A fight ensued. Ott finally pinned the man on the floor, then let him go. Minutes later, the man returned with a gun, put it to Robert’s head and pulled the trigger. Robert recalls the following:
▪ A nurse who fought for him to stay alive.
▪ His mother reminding him that every day he spent in a hospital bed was another day his assailant “keeps winning.”
▪ Seventeen hours spent in a trauma center and a month in a hospital.
▪ A friend who encouraged him to return to martial arts.
He also emerged blind.
“That’s a heavy thing,” he said. “It was really tough.”
But five years later, he learned that Washington state needed blind entrepreneurs for a business enterprise program run by the state Department of Services for the Blind. He moved and worked in Seattle in food service with the National Oceanic and Atmospheric Association. He later ran Certain Victory Food Service at Joint Base Lewis-McChord. Bobby Jayz Cafe is his primary business today.

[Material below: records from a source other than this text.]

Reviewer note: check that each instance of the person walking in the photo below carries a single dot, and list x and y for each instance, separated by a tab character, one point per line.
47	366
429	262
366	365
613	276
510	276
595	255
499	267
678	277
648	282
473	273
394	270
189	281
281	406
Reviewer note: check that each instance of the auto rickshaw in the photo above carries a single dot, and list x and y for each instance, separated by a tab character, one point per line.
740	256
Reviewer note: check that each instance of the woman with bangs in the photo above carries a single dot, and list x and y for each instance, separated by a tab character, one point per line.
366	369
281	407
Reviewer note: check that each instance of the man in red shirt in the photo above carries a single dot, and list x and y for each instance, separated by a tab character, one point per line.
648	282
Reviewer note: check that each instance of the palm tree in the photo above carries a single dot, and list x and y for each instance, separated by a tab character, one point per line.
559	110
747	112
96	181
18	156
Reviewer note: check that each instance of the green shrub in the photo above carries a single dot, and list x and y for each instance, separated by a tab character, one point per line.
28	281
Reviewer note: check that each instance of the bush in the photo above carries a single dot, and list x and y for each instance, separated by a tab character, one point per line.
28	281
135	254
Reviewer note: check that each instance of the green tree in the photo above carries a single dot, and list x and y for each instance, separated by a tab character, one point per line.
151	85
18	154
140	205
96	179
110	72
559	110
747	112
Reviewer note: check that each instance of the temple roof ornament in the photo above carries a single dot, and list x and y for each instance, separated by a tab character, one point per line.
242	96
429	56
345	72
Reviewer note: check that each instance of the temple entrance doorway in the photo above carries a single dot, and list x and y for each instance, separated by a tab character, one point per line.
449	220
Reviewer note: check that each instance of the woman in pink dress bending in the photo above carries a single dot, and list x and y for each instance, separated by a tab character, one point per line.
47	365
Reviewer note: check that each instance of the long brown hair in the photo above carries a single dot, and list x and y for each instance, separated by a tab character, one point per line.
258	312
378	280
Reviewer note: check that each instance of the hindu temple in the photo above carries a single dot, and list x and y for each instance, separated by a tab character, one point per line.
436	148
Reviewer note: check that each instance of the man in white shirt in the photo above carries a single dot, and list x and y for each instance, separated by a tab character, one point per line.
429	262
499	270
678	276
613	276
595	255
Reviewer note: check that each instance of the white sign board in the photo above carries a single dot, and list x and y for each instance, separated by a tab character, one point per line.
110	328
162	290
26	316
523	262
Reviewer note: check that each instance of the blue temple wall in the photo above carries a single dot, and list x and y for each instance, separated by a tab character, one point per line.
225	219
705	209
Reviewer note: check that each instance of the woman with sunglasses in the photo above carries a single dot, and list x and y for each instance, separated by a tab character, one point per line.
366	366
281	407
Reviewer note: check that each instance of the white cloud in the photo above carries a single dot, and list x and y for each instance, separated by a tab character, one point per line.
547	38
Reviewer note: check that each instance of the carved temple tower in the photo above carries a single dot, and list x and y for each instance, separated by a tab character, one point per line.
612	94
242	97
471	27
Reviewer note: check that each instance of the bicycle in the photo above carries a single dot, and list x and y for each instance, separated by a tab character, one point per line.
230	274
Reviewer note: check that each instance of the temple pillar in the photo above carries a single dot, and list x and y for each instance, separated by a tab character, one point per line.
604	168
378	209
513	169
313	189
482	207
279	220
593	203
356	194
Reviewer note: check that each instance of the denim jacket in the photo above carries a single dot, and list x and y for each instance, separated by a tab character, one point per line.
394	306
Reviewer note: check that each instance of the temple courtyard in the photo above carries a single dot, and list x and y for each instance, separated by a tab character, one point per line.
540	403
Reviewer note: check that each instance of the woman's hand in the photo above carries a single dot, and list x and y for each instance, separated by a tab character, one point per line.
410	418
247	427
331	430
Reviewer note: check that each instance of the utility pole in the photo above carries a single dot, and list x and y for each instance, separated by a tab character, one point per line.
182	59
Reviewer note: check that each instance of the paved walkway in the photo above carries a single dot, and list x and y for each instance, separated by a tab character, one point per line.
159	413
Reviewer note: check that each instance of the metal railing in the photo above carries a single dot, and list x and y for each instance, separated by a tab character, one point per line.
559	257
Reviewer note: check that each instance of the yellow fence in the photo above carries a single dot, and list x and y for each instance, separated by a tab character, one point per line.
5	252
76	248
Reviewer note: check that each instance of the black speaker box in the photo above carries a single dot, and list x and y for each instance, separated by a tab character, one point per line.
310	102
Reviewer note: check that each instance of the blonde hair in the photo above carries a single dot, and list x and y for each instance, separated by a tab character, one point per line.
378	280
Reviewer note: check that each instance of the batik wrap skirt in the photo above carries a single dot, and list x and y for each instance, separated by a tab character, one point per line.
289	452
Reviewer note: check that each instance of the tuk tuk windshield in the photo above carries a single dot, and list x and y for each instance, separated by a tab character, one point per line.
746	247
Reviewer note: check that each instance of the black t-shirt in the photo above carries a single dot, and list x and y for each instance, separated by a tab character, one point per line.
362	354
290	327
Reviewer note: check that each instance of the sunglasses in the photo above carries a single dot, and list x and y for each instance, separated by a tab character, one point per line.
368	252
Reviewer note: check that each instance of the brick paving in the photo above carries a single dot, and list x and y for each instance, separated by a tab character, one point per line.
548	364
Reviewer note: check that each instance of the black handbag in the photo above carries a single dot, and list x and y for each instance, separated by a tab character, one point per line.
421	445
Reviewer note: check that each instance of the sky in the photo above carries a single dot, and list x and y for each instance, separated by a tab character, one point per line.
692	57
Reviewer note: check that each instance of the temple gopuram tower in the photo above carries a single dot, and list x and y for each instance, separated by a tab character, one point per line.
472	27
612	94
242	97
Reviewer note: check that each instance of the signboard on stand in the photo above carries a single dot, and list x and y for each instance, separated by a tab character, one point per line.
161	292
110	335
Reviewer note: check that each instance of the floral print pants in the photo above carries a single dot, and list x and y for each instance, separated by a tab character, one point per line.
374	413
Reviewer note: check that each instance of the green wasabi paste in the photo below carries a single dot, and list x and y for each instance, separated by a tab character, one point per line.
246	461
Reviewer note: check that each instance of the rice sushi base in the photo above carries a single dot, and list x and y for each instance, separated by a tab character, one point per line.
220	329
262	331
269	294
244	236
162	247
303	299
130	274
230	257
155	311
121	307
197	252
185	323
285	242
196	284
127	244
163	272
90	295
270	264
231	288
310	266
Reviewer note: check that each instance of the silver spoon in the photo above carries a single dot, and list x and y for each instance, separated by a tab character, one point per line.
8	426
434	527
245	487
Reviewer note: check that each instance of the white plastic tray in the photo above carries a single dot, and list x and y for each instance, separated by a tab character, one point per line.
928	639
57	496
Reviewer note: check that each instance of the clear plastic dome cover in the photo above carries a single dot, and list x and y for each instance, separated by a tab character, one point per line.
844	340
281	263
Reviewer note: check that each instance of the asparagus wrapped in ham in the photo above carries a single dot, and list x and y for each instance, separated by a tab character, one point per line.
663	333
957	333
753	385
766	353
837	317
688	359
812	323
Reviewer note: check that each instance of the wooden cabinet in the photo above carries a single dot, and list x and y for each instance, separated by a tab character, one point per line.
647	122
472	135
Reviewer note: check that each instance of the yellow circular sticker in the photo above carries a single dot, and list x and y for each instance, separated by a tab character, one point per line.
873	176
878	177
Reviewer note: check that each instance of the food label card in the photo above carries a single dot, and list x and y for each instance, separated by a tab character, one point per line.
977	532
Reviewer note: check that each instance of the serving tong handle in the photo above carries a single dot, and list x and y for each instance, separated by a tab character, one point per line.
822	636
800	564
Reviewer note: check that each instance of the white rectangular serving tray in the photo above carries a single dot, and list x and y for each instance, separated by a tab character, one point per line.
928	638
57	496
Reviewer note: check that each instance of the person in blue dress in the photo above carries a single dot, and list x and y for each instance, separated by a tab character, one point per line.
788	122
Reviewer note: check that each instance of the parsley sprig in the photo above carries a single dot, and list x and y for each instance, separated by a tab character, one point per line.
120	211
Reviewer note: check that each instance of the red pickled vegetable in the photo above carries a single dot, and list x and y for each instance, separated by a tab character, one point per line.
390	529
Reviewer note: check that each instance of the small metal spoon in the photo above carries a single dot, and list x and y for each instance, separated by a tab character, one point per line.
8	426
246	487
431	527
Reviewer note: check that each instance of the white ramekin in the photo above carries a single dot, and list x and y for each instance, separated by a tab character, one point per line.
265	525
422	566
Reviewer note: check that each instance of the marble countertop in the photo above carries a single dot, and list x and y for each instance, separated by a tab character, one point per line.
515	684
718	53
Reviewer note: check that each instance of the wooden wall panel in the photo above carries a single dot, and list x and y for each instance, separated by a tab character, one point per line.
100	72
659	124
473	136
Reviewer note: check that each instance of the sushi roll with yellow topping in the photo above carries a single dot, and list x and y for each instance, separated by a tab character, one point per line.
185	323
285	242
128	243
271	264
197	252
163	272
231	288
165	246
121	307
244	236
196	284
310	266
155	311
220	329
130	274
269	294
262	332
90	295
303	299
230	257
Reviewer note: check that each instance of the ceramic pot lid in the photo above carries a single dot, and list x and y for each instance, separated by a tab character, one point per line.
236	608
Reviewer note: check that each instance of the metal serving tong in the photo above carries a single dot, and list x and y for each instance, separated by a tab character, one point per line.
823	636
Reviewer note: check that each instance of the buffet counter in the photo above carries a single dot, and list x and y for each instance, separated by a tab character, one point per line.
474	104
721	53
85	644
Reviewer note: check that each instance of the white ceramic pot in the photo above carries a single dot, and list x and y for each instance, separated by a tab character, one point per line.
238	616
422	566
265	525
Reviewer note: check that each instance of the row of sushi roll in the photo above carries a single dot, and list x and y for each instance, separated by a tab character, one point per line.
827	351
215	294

As for the man who shot him, he was caught nine months later and was ultimately convicted of second-degree aggravated assault. He spent only a few years in jail. Ott, who used to keep close tabs on him through a parole office, is unsure of where he is today.
Business Enterprise Program manager Bobby McCalden couldn’t speak to Robert’s career, but he could to his character.
“He’s just somebody you want to know and that you want to be friends with,” said McCalden. “If you’re friends with him, it’s a pretty lucky thing.”
Bobby Jayz Cafe
▪ Owner: Robert Ott.
▪ Location: Office Building 2, 1115 Washington St. SE, Olympia
▪ Employees: 6-8.
▪ Hours: 7 a.m. to 4 p.m. Mondays through Fridays. The cafe is open to the public.